The first result line in the table, ‘read’, is when we read the vocabulary json.gz file into memory, but do not deserialize it. It provides an upper-bound on the performance of the deserializer.
The following table presents the results, sorted by real time on dormeur.
| deserializer | dormeur | mammouth | ||
| real | user+sys | real | user+sys | |
| read | 0.76 | 0.24 | 0.18 | 0.18 |
| cjson | 2.17 | 1.04 | 0.93 | 0.91 |
| jsonlib | 7.88 | 6.59 | 3.77 | 3.77 |
| cPickle (protocol –1) | 13.3 | 9.9 | 10.2 | 10.2 |
| PySyck | 19.1 | 18.2 | ||
| simplejson | 24.7 | 16.2 | 1.10 | 1.04 |
| cPickle (protocol 0) | 25.1 | 20.4 | 20.7 | 20.7 |
| protobuf | 42.3 | 32.4 | ||
| PyYAML | 89.3 | 80.5 | 319 | 318 |
Observe that simplejson is more than an order of magnitude slower on dormeur.
Conclusions:
gzip’ed JSON only use 10% more disk space than the most compact serialization format we tested (gzip’ed protocol buffer). JSON has the advantage of being human-readable, unlike protocol buffer.
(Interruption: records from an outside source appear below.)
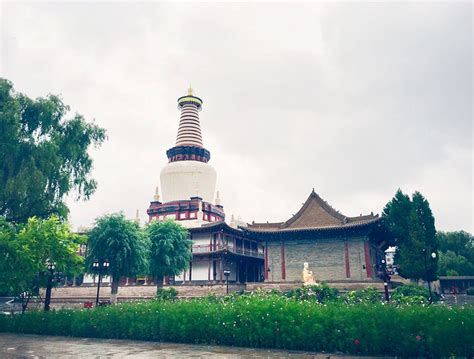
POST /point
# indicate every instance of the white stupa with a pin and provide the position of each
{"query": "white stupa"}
(188, 181)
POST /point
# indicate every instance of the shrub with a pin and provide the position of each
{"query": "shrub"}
(409, 290)
(321, 293)
(269, 321)
(166, 293)
(366, 295)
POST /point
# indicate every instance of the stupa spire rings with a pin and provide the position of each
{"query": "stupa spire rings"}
(190, 99)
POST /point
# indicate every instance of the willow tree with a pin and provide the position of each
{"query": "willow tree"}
(170, 249)
(44, 155)
(26, 249)
(122, 243)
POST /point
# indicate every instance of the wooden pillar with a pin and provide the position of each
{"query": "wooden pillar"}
(209, 269)
(283, 264)
(221, 270)
(190, 270)
(368, 265)
(265, 262)
(346, 254)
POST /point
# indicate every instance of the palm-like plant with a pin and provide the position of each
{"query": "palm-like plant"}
(122, 243)
(170, 249)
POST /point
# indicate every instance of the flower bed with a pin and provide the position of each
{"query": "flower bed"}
(269, 321)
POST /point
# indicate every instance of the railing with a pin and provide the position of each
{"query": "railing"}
(208, 248)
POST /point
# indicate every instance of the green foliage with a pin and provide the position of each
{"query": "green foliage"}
(166, 293)
(411, 294)
(321, 293)
(25, 249)
(44, 155)
(270, 321)
(170, 250)
(366, 295)
(411, 223)
(122, 243)
(452, 264)
(456, 256)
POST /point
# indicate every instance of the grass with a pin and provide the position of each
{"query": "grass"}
(269, 321)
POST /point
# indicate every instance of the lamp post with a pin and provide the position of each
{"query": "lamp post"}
(98, 266)
(47, 301)
(227, 274)
(433, 256)
(386, 279)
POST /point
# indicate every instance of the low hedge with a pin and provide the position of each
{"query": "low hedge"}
(269, 321)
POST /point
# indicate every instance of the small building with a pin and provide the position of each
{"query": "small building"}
(336, 247)
(217, 247)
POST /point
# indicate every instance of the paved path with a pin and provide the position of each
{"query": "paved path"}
(35, 346)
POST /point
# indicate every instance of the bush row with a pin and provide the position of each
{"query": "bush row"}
(269, 321)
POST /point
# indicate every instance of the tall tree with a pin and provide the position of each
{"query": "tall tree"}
(44, 155)
(122, 243)
(170, 251)
(26, 249)
(411, 223)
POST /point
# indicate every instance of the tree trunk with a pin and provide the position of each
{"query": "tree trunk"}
(115, 283)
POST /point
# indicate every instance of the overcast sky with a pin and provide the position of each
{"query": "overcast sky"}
(354, 99)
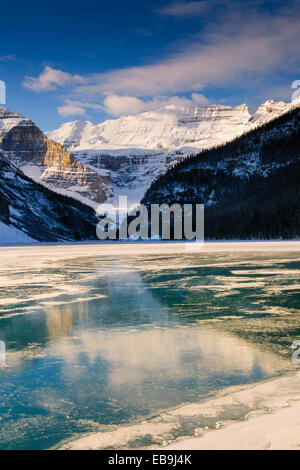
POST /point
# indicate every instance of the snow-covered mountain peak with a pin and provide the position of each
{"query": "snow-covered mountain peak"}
(172, 127)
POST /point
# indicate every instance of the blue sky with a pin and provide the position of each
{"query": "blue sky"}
(96, 60)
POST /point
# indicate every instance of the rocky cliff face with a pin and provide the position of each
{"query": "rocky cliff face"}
(40, 213)
(138, 149)
(50, 163)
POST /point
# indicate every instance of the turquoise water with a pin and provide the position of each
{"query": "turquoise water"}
(97, 342)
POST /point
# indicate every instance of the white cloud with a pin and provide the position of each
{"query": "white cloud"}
(72, 108)
(183, 9)
(242, 51)
(8, 58)
(51, 79)
(118, 105)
cjson has the fastest deserialization time of all packages we tested. We have not measured serialization time in the experiments above, but we do so in the next section.
We did not realize that simplejson was far slower on one of our installs until we did speed tests. simplejson should be avoided unless you specifically determine that it is comparable in speed to cjson. On certain installs, simplejson deserialization is as fast as cjson. On other installs, simplejson deserialization is an order of magnitude slower than cjson. On “slow” installs, the user is led to believe that C speedups have been compiled into simplejson. Indeed, evidence indicates that our “slow” simplejson installation was, nonetheless, using C speedups:
>>> simplejson.decoder.make_scanner
<type 'simplejson._speedups.Scanner'>
>>> simplejson.decoder.scanstring is simplejson.decoder.c_scanstring
True
The user might not only detect that simplejson is slow without using a direct speed comparison to cjson.
protobuf is interesting because it requires one to declare the protocol schema. This is useful for documenting your data format. Unfortunately, the Python implementation of Google’s Protocol Buffers is very slow because it is pure Python.
Generating C++ Protocol Buffers and wrapping them with swig, as suggested by this commentator, might be faster than cjson. Hand-coding C serialization routines is another option if one must eke out every last bit of speed.
Related work:
This study and this followup provide supporting evidence that cjson is faster than alternatives. Neither of these studies experienced any simplejson slowness.
We used bouncybouncy’s sertest2 code code, and modified it to CDumper and CLoader (the C libyaml bindings) in PyYAML. We modified their code to create 100K records.
Here is the output of sertest2 running on dormeur, which we have modified slightly for improved readability:
100000 total records (0.830s)
get_thrift (0.300s)
get_protobuf (5.010s)
Serialize:
ser_cjson (0.270s) 6807019 bytes
ser_simplejson (2.210s) 6807019 bytes
ser_yaml (31.590s) 6107019 bytes
ser_protobuf (19.760s) 1716519 bytes
Serialize to a gzip'ed file:
ser_cjson_compressed (0.520s) 1245257 bytes
ser_simplejson_compressed (2.440s) 1245257 bytes
ser_protobuf_compressed (19.920s) 980508 bytes
ser_yaml_compressed (31.610s) 1205509 bytes
Deserialize:
serde_cjson (0.510s)
serde_simplejson (12.370s)
serde_protobuf (36.740s)
serde_yaml [slow, got tired of waiting for it]
bouncybouncy’s related study also compares with thrift, which we do not use. bouncybouncy finds that thrift is faster than protobuf but slower than cjson. When we installed thrift (SVN revision 757299) on dormeur, sertest2 thrift routines crashed with the following traceback:
Traceback (most recent call last):
File "./test_speed.py", line 169, in <module>
print 'serde_thrift (%0.3fs)' % t(serde_thrift)[0]
File "./test_speed.py", line 138, in t
ret = f()
File "./test_speed.py", line 108, in serde_thrift
s = _ser_thrift()
File "./test_speed.py", line 73, in _ser_thrift
return thrift_to_bytes(ret)
File "./test_speed.py", line 59, in thrift_to_bytes
var.write(protocolOut)
File "gen-py/passivedns/ttypes.py", line 146, in write
iter6.write(oprot)
AttributeError: 'str' object has no attribute 'write'
The results presented in this section, as well as the results of the related studies, matches the relative performance of these libraries on mammouth in our earlier experiments.